ただ、ノーディールの可能性が急速に高まった場合、フラッシュクラッシュ的な動きが起きてポジションを切りたくても切れないことも想定されます。慎重にトレードしたいですね。
(※編集部注:「合意なき離脱」とは、2年間の交渉で合意に至らず、何の取り決めもないまま、英国がEUを離脱すること)
【参考記事】
●米中融和で戻り余地大きいのは日経平均!? 英国は、EU離脱延期の可能性が高まる?(1月21日、西原宏一&大橋ひろこ)
●フラッシュ・クラッシュで米ドル/円が暴落! 株の下落を伴えば、100円割れの可能性も!?(1月7日、西原宏一&大橋ひろこ)
●フラッシュ・クラッシュの真犯人はトルコリラ!? クラッシュ時もスプレッドが優秀なFX会社は?
1月29日(火)には多数提出されているブレグジット修正案の採決、1月30日(水)にはFOMCと大きなイベントが続き、2月1日(金)には米雇用統計も発表されます。
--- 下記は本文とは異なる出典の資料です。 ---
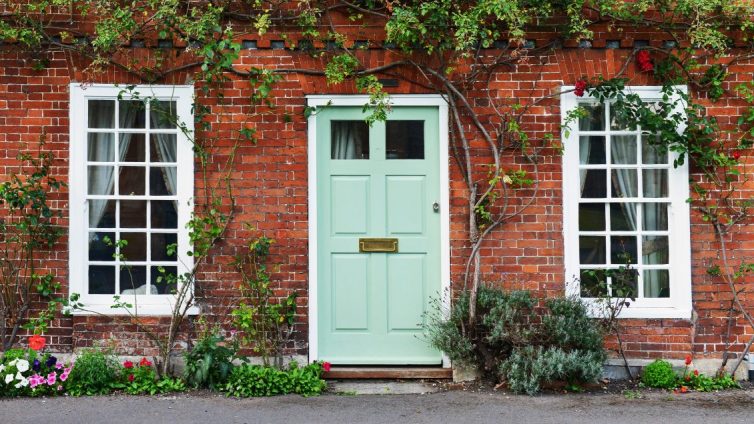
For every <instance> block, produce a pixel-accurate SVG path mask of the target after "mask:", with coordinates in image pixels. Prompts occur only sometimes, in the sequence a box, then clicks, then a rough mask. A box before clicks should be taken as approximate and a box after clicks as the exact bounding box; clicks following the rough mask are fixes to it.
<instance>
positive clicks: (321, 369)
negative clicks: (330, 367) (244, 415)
mask: <svg viewBox="0 0 754 424" xmlns="http://www.w3.org/2000/svg"><path fill="white" fill-rule="evenodd" d="M322 372H323V367H322V364H320V363H313V364H310V365H307V366H305V367H299V366H298V364H296V363H295V362H292V363H291V364H290V366H289V367H288V369H286V370H280V369H277V368H273V367H269V366H260V365H242V366H240V367H236V368H234V369H233V371H232V372H231V374H230V378H229V379H228V383H227V384H226V385H225V391H226V392H227V393H228V396H236V397H258V396H274V395H283V394H288V393H296V394H299V395H302V396H315V395H319V394H321V393H322V392H323V391H324V390H325V389H326V388H327V383H325V381H324V380H322Z"/></svg>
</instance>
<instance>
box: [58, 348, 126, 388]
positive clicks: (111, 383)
mask: <svg viewBox="0 0 754 424" xmlns="http://www.w3.org/2000/svg"><path fill="white" fill-rule="evenodd" d="M119 369H120V366H119V365H118V361H117V360H116V359H115V358H114V357H113V356H112V355H111V354H109V353H106V352H103V351H101V350H97V349H90V350H86V351H84V352H83V353H82V354H81V355H80V356H79V357H78V358H77V359H76V363H75V365H74V367H73V370H71V375H70V376H69V377H68V381H67V382H66V383H67V391H68V393H69V394H71V395H73V396H83V395H86V396H92V395H104V394H108V393H110V392H112V391H113V389H114V385H115V384H117V381H118V377H119Z"/></svg>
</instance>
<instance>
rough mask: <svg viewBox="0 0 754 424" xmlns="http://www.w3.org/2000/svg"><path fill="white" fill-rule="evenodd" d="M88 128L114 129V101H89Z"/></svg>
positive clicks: (111, 100)
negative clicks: (88, 119) (88, 125)
mask: <svg viewBox="0 0 754 424" xmlns="http://www.w3.org/2000/svg"><path fill="white" fill-rule="evenodd" d="M89 128H115V101H113V100H89Z"/></svg>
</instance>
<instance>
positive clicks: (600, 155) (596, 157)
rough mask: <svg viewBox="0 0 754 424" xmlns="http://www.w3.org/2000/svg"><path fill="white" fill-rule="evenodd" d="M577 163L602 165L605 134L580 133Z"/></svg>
mask: <svg viewBox="0 0 754 424" xmlns="http://www.w3.org/2000/svg"><path fill="white" fill-rule="evenodd" d="M579 163H581V164H582V165H586V164H588V165H602V164H604V163H605V136H604V135H582V136H581V137H579Z"/></svg>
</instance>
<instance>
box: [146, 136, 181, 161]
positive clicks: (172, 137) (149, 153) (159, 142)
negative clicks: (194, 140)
mask: <svg viewBox="0 0 754 424" xmlns="http://www.w3.org/2000/svg"><path fill="white" fill-rule="evenodd" d="M149 139H150V145H149V160H150V161H151V162H176V156H175V155H176V153H175V149H176V136H175V134H152V135H150V136H149Z"/></svg>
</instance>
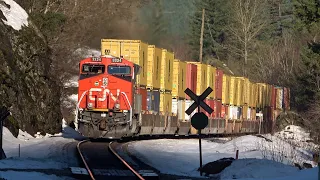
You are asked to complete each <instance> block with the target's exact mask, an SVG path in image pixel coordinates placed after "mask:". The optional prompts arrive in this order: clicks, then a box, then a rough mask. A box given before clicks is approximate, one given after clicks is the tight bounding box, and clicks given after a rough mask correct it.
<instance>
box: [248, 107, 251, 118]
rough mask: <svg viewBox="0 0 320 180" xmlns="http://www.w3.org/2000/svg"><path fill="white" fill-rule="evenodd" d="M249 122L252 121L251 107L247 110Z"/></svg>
mask: <svg viewBox="0 0 320 180" xmlns="http://www.w3.org/2000/svg"><path fill="white" fill-rule="evenodd" d="M247 120H252V119H251V108H249V107H248V109H247Z"/></svg>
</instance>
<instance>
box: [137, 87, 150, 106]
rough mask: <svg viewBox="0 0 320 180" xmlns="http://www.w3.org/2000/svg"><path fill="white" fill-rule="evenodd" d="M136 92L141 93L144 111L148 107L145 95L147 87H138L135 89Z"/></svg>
mask: <svg viewBox="0 0 320 180" xmlns="http://www.w3.org/2000/svg"><path fill="white" fill-rule="evenodd" d="M137 93H138V94H141V96H142V97H141V101H142V102H141V103H142V106H141V108H142V110H143V111H146V110H147V109H148V105H147V96H148V91H147V89H142V88H138V89H137Z"/></svg>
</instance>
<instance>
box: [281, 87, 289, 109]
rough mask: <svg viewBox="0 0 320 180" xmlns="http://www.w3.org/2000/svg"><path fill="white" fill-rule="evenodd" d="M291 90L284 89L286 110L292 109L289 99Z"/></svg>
mask: <svg viewBox="0 0 320 180" xmlns="http://www.w3.org/2000/svg"><path fill="white" fill-rule="evenodd" d="M289 93H290V91H289V88H286V87H285V88H283V105H284V109H285V110H289V109H290V97H289Z"/></svg>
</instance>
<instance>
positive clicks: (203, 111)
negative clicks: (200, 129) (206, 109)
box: [200, 98, 214, 117]
mask: <svg viewBox="0 0 320 180" xmlns="http://www.w3.org/2000/svg"><path fill="white" fill-rule="evenodd" d="M204 102H205V103H206V104H207V105H208V106H210V99H208V98H206V99H205V100H204ZM210 107H211V106H210ZM211 108H212V109H213V108H214V107H211ZM200 112H203V113H204V114H205V115H206V116H208V117H210V116H211V114H209V113H208V112H207V111H206V110H204V109H203V108H202V107H201V108H200Z"/></svg>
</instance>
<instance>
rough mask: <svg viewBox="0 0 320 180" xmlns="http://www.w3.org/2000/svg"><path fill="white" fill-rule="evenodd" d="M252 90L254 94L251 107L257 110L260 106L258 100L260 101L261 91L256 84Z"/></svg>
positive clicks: (252, 98) (254, 85)
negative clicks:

■米雇用統計はあまり動かない? 英ポンド/米ドルの買い方針
米政府機関閉鎖の影響で、今回の米雇用統計予想は会社によってブレが大きい。コンセンサスが一致していればこそ、結果との乖離が発生して動くのですが、事前予想にブレがあると結果が出ても反応しづらい。
今回はあまり動かないかもしれません。
米政府機関の閉鎖が解除されれば、昨年(2018年)末から止まっていたIMM(国際通貨先物市場)のポジションが2月2日(土)早朝に発表されるはずです。
英ポンド急騰やフラッシュクラッシュなどがあっただけに大きな変動がありそう。来週2月4日(月)早朝の反応にも注目したいですね。
今週の戦略としては米ドル安、それにノーディール・ブレグジット後退による英ポンド買い戻しを考慮して、英ポンド/米ドルの買いでしょうか。
ヘッドラインに注意しながら、押し目を拾っていきたいですね。